Gebruik het volgende voorbeeldscript om een Database Mail-account en -profiel te maken en deze vervolgens aan elkaar te koppelen:
-- Create a Database Mail account
EXECUTE msdb.dbo.sysmail_add_account_sp
@account_name = 'SQL Agent Account',
@description = 'Mail account for Azure SQL Managed Instance SQL Agent system.',
@email_address = '$(loginEmail)',
@display_name = 'SQL Agent Account',
@mailserver_name = '$(mailserver)' ,
@username = '$(loginEmail)' ,
@password = '$(password)';
-- Create a Database Mail profile
EXECUTE msdb.dbo.sysmail_add_profile_sp
@profile_name = 'AzureManagedInstance_dbmail_profile',
@description = 'E-mail profile used for messages sent by Managed Instance SQL Agent.';
-- Add the account to the profile
EXECUTE msdb.dbo.sysmail_add_profileaccount_sp
@profile_name = 'AzureManagedInstance_dbmail_profile',
@account_name = 'SQL Agent Account',
@sequence_number = 1;
Test de Database Mail-configuratie via T-SQL met behulp van de sp_send_db_mail systeem opgeslagen procedure:
DECLARE @body VARCHAR(4000) = 'The email is sent from ' + @@SERVERNAME;
EXEC msdb.dbo.sp_send_dbmail
@profile_name = 'AzureManagedInstance_dbmail_profile',
@recipients = 'ADD YOUR EMAIL HERE',
@body = 'Add some text',
@subject = 'Azure SQL Instance - test email';
U kunt de operator waarschuwen dat er iets is gebeurd met uw SQL Agent-taken. Een operator definieert contactgegevens voor een persoon die verantwoordelijk is voor het onderhoud van een of meer exemplaren in SQL Managed Instance. Soms worden operatorverantwoordelijkheden toegewezen aan één persoon.

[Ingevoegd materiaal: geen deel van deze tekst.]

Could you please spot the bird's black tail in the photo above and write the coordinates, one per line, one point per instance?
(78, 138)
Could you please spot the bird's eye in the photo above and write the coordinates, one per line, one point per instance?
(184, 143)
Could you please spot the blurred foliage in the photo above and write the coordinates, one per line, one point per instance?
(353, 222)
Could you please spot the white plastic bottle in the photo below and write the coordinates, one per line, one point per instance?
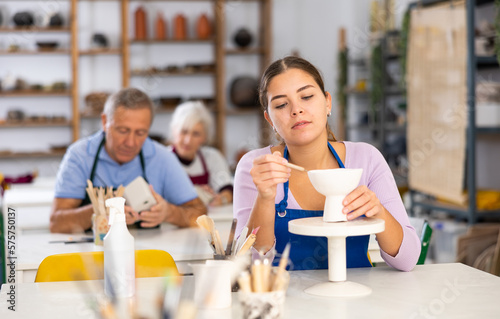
(119, 253)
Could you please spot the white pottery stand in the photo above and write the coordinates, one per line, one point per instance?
(337, 286)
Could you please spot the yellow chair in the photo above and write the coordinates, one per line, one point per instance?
(90, 266)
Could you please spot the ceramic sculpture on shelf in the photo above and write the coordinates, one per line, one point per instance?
(180, 32)
(140, 24)
(203, 27)
(160, 27)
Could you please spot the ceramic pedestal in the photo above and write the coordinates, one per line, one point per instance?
(337, 286)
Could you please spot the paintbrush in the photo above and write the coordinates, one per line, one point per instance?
(240, 240)
(230, 239)
(297, 167)
(278, 278)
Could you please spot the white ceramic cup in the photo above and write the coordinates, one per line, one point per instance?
(335, 184)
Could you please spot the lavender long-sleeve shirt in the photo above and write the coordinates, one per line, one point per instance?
(377, 176)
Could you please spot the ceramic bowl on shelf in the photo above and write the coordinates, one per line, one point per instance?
(46, 45)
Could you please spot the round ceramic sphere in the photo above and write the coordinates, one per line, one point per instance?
(23, 19)
(244, 91)
(243, 38)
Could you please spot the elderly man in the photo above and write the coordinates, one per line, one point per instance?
(117, 155)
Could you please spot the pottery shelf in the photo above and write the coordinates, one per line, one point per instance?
(26, 124)
(180, 73)
(68, 91)
(35, 93)
(469, 211)
(115, 51)
(246, 51)
(48, 154)
(244, 111)
(127, 50)
(34, 29)
(173, 41)
(36, 52)
(221, 108)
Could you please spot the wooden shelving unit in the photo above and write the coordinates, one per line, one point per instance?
(469, 211)
(221, 52)
(221, 109)
(71, 92)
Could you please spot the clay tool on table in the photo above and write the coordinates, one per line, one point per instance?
(248, 242)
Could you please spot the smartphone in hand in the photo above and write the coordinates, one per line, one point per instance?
(138, 195)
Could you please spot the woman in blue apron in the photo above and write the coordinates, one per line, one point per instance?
(269, 194)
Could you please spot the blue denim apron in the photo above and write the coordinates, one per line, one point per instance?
(310, 252)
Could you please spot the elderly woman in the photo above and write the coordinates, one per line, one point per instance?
(190, 130)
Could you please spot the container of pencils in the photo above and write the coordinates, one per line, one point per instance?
(263, 288)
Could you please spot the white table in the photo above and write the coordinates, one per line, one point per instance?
(184, 244)
(429, 291)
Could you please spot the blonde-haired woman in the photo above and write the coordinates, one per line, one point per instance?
(191, 130)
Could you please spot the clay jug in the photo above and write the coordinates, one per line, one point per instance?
(160, 27)
(203, 28)
(180, 31)
(140, 24)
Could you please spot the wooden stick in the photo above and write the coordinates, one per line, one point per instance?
(297, 167)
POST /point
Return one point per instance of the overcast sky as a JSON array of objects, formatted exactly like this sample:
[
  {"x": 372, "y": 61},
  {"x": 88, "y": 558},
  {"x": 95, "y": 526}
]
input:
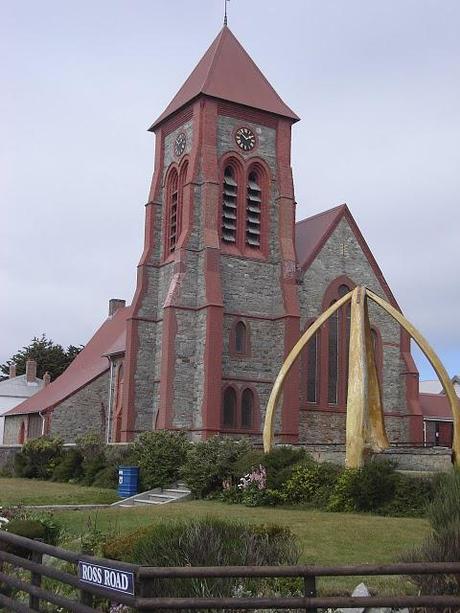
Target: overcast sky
[{"x": 375, "y": 82}]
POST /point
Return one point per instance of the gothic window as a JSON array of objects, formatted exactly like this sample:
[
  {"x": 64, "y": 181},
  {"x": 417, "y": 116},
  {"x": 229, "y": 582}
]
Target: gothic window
[
  {"x": 253, "y": 210},
  {"x": 247, "y": 408},
  {"x": 229, "y": 409},
  {"x": 312, "y": 369},
  {"x": 333, "y": 358},
  {"x": 229, "y": 205},
  {"x": 173, "y": 211},
  {"x": 240, "y": 338}
]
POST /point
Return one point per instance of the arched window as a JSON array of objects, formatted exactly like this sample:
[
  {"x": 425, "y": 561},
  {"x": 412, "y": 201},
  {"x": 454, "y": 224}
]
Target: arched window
[
  {"x": 247, "y": 408},
  {"x": 229, "y": 409},
  {"x": 240, "y": 338},
  {"x": 173, "y": 211},
  {"x": 253, "y": 209},
  {"x": 312, "y": 369},
  {"x": 333, "y": 358},
  {"x": 229, "y": 205}
]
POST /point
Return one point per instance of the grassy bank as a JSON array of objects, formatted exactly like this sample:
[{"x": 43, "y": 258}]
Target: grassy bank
[{"x": 32, "y": 492}]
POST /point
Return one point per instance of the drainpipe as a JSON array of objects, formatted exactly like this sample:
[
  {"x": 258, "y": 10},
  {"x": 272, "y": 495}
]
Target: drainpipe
[{"x": 109, "y": 412}]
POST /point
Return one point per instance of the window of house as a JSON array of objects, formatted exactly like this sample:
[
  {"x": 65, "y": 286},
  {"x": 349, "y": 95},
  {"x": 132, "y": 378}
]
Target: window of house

In systemen met meerdere exemplaren in SQL Managed Instance of SQL Server kunnen veel personen operatorverantwoordelijkheden delen. Een operator bevat geen beveiligingsgegevens en definieert geen beveiligingsprincipaal. Idealiter is een operator geen persoon waarvan de verantwoordelijkheden kunnen veranderen, maar een e-maildistributiegroep.
U kunt operators maken met behulp van SQL Server Management Studio (SSMS) of het Transact-SQL script dat wordt weergegeven in het volgende voorbeeld:
EXEC msdb.dbo.sp_add_operator
@name=N'AzureSQLTeam',
@enabled=1,
@email_address=N'AzureSQLTeamn@contoso.com';
Controleer of het e-mailbericht is geslaagd of mislukt via het Database Mail-logboek in SSMS.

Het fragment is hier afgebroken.